Origine des larmes
Les glandes lacrymales principales, situées à la partie supérieure externe de l'orbite
et les glandes lacrymales accessoires disséminées dans la conjonctive et les paupières.
La régulation de la sécrétion est mal connue, faisant intervenir des facteurs
humoraux, nerveux et psychiques.
Physiologiquement, la sécrétion lacrymale diminue vers la soixantaine.
Le film lacrymal
Les larmes se placent devant la cornée et la conjonctive, sous forme d'une très
mince pellicule.
L’élimination des larmes
Elle se fait selon trois voies :
- 1. Résorption au niveau de la cornée et de la conjonctive.
- 2. Evaporation : variable selon le climat, l'environnement, la taille de la fente
de la paupière, la fréquence du clignement....
- 3. Enfin, évacuation dans les voies lacrymales d’excrétion.
Les voies lacrymales d'excrétion
Elles comportent des petits canaux lacrymaux, les canalicules, situés à la partie
interne des paupières.
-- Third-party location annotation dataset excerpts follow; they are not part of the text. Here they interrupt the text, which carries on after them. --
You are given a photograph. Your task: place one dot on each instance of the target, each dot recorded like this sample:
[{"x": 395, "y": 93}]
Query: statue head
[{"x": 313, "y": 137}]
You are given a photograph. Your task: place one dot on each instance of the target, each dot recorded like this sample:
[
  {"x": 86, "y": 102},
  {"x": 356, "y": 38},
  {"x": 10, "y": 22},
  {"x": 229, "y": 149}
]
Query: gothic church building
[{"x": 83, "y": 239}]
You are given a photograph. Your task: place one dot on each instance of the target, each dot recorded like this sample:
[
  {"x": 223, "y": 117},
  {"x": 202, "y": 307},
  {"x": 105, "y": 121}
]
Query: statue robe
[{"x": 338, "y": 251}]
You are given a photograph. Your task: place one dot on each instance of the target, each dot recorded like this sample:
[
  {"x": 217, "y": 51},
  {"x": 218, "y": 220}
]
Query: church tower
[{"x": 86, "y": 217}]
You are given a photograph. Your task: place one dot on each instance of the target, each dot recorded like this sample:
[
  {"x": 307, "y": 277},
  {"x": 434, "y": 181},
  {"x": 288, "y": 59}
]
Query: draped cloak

Ils s'abouchent dans le sac lacrymal, qui se poursuit jusqu’à
la fosse nasale correspondante.
Le rôle des paupières
Il est essentiel
- Fermées, elles réduisent l'évaporation, compensant la réduction nocturne de
la sécrétion lacrymale
- Le jour, elles étalent, à la manière d'un essuie-glace, les différentes
composantes lacrymales. Le film pré-cornéen est instable, et sa répartition
est renouvelée par le clignement suivant
- Le clignement facilite également l'écoulement des larmes vers les voies
lacrymales d'excrétion.
Le rôle des larmes
- Défense contre l'infection notamment grâce à la présence de protéines
anti-bactériennes
- Participation à la nutrition et à l'oxygénation de la cornée
- Participation à la mise au point optique au niveau de la cornée.
La balance lacrymale
C’est l’équilibre obtenu en fonction des apports et des sorties.
On peut imaginer un lavabo avec les robinets (les apports) la vasque (la fente
palpébrale) et la vidange (les voies lacrymales d’excrétion).
Dans un larmoiement, l’équilibre est rompu.
Soit parce que les apports sont augmentés (robinet ouvert en grand) quelle qu’en
soit la cause.
Soit parce que les voies lacrymales d’excrétion sont obturées (la bonde de sortie est
bouchée …).
Rapidement le niveau de larmes va monter, puis déborder sur la joue.
Ce larmoiement disparaîtra lorsque l’on fermera le robinet ou lorsque la
“tuyauterie” sera débouchée grâce à une intervention chirurgicale.
Le syndrome sec oculaire est la rupture dans l’autre sens de l'équilibre : les
apports sont diminués.
Les mécanismes et causes sont très nombreux. Le syndrome sec oculaire peut
être associé à des maladies générales, comme dans le syndrome de Gougerot-
Sjögren ou secondaire à la prise de médicament.
Les examens pratiques
- Des techniques très performantes faisant intervenir le scanner ou l’IRM
permettent de visualiser les voies lacrymales et localiser les obstacles ou
anomalies présentes
- L’endoscopie nasale recherche des anomalies naso-sinusiennes susceptibles
d’interférer sur les voies lacrymales.
Les traitements
- Dans la grande majorité des cas le syndrome sec est bénin, sans risque
pour l'oeil. Le problème dominant étant l'inconfort.
- Le traitement varie avec le mécanisme de la sécheresse. Dans tous les cas les
“larmes artificielles” restent la base du traitement, avec un rythme d'instillation
variable en fonction de la gêne ressentie. Cette thérapeutique qui est la plus
simple possible suffit à soulager la grande majorité des cas. Elle présente
l'avantage d’une plus grande “souplesse” de prescription
- En règle générale, le traitement d'une sécheresse oculaire n'est pas
chirurgical
- Une voie d’avenir dans la prise en charge de certaines formes de rupture
de la balance lacrymale est représentée par l’endoscopie lacrymale
endocanaliculaire (examen de l’intérieur des petits canaux lacrymaux)
- Une approche alternative est également discutée en terme de complémentation
alimentaire. En effet, des équipes ont mis en évidence, dès les
années 1980, un lien entre le déficit en prostaglandines de type E1 et les
syndromes secs.
C’est pourquoi certains auteurs préconisent l’administration d’acides gras
essentiels, précurseurs de la prostaglandine E1 ainsi que d’acides gras de type
Omega 3 (issus d’huile de poisson) associés à des vitamines B6 et C dans
l’objectif d’augmenter la production de larmes.
D’autres auteurs ont mis en évidence le rôle d’anti-oxydants (vitamine A, C et E) sur
l’amélioration de la qualité des larmes et la stabilité du film lacrymal.